In the Bootleg shorts — which include 2012’s The Punisher: Dirty Laundry, 2013’s Venom: Truth in Journalism, and 2015’s POWER/RANGERS — there’s an absence of colorful iconography and binary morality of good and evil that are typical of the genre as it currently exists. Everything is thematically presented and lit in desaturated grays. The stories similarly explore broader themes, like street justice or the loss of innocence via the military-industrial complex.
“The superhero genre stopped being the superhero genre a long time ago.”
Guardians of Justice, which wields its own IP (albeit with obvious allusions to Marvel, DC Comics, and beyond), lives up to the Bootleg Universe’s spirit while forging its own way.
“I’m not trying to say anything about the superhero genre,” Shankar says. “I don't feel like Guardians of Justice is in the superhero genre. It's in the superhero motif. I’m of the generation where the superhero genre is just a tool to tell a story.”
To Shankar, the most defiant comics epics — which he defines as Watchmen, The Dark Knight Rises, and Chris Claremont’s and Grant Morrison’s X-Men — are not about superheroes. Neither are the most successful modern takes on the genre. WandaVision is about grief. Jessica Jones dealt with domestic abuse. The Boys is about corporate power. Invincible, Hawkeye, and Shang-Chi showed how secrets split families.
“When you look at the vast majority of superhero entertainment, there's a motif there: People wearing costumes and capes and stuff. But there's a narrative construct through which they exist,” Shankar says. “They can’t just all be fighting Magneto forever. The superhero genre stopped being the superhero genre a long time ago.”
Guardians of Justice addresses its genre, but with Shankar’s distinct signatures.
“[The show] is how it feels to be inside my head,” Shankar says. “I’ll have interactions that feel like a cartoon. Sometimes it’s Fleischer-esque, sometimes it’s anime. Every day of my life is kind of like weaving in and out of different mediums and tones.”
“No one fucking knows what's going on in his head,” Ozshan says. “The guy operates on a quantum level. He's got a vision that comes from another dimension.”
He adds, “Working with him means trusting, entirely, the guy knows what he's doing.
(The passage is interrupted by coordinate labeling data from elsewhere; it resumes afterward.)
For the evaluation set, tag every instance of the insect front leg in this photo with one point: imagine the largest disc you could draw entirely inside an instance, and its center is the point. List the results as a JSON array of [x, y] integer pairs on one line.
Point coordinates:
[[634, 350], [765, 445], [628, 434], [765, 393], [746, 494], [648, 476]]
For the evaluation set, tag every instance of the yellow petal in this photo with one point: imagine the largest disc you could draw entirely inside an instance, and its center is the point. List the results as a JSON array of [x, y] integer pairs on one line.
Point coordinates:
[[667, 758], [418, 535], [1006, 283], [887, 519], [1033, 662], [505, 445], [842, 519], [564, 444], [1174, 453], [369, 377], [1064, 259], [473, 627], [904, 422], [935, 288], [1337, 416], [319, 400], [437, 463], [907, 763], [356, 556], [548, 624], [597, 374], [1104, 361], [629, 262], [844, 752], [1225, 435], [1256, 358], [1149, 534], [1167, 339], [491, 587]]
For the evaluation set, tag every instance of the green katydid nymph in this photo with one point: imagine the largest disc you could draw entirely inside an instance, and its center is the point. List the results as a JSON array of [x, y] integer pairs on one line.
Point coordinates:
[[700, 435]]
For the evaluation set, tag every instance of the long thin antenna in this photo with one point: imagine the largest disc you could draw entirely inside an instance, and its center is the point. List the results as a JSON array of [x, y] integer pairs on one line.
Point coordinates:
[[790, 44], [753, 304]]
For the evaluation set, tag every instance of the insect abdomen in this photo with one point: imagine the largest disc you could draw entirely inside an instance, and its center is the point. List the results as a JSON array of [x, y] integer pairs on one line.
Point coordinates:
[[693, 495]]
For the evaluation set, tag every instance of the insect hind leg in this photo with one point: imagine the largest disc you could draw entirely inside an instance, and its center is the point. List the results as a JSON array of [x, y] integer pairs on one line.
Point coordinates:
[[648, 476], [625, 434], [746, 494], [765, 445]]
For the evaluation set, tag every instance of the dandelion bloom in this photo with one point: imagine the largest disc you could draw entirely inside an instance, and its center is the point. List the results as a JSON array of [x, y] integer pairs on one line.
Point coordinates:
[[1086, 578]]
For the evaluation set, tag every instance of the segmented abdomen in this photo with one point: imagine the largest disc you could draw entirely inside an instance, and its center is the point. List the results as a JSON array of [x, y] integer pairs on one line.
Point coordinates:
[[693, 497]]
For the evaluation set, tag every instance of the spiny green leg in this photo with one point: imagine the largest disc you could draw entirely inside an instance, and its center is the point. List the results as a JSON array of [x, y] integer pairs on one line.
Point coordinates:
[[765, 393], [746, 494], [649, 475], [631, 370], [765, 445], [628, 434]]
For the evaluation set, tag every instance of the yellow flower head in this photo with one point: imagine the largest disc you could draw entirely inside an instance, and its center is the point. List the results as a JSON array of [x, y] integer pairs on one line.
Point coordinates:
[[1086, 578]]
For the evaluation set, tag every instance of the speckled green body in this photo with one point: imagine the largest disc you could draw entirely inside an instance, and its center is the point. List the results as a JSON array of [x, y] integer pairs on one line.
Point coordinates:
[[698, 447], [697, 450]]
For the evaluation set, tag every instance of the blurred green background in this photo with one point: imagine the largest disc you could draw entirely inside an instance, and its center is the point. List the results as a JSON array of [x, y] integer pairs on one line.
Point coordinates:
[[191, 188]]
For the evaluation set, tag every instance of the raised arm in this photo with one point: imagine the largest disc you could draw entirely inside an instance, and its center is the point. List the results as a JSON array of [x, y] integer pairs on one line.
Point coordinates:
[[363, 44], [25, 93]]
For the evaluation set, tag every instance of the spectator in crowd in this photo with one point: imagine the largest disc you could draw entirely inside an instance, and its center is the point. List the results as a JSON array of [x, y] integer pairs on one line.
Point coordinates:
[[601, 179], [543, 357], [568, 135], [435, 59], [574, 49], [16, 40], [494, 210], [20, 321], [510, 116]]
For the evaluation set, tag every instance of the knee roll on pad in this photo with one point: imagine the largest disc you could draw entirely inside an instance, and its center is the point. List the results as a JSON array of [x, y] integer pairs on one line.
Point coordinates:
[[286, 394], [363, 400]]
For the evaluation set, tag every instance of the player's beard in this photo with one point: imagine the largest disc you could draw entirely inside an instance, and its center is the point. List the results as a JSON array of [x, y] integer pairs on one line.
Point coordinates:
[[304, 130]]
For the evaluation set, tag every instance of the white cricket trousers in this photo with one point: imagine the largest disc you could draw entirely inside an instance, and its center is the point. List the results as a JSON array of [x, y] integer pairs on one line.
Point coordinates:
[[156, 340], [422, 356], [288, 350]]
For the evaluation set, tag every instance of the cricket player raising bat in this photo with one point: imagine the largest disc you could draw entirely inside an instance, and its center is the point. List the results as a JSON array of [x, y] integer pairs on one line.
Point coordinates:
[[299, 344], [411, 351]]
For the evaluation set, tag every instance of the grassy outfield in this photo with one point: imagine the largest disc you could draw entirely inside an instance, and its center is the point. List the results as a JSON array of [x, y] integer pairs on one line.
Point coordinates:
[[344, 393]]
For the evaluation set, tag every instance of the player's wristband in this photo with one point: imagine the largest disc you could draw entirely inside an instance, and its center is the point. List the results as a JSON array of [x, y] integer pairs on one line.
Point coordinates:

You're walking a trapeze wire with Adi all the time.”
“That journey is more important than the destination.”
But Ozshan, like Shankar, believes in the show’s potential to disrupt a culture in stasis. “It’s the culmination of the last 100 years distilled into 30-minute episodes of madness,” he says. He describes the show with fluidity, “like jazz.”
“You’re not listening for the chorus the way you listen to a pop song. You’re going with the artist on the journey,” Ozshan explains. “You land where you’re supposed to land emotionally and intellectually, but you take a very circuitous route to get there. That journey is more important than the destination.”
This explains Shankar’s Bootleg Universe.
While its presence on the corporate and data-driven Netflix may run counter to Shankar’s principles of a disruptive and democratized internet, he is determined to maintain his sense of self.
“The successful filmmakers from any era were ultimately the guys and gals who were able to work within the system, but not get gobbled up by the system,” he says. “That's what I'm trying to do.”
Case in point: Shankar knows how he could continue the saga of the Guardians of Justice beyond the show’s six episodes — a virtual must in our era of expanding cinematic universes.
But he doesn’t want to expand it.
“I’m making the broad point that this existed intentionally as a commentary on other things,” he says. “It stops being a commentary the more it starts emulating them.”
The Guardians of Justice (Will Save You) is streaming now on Netflix.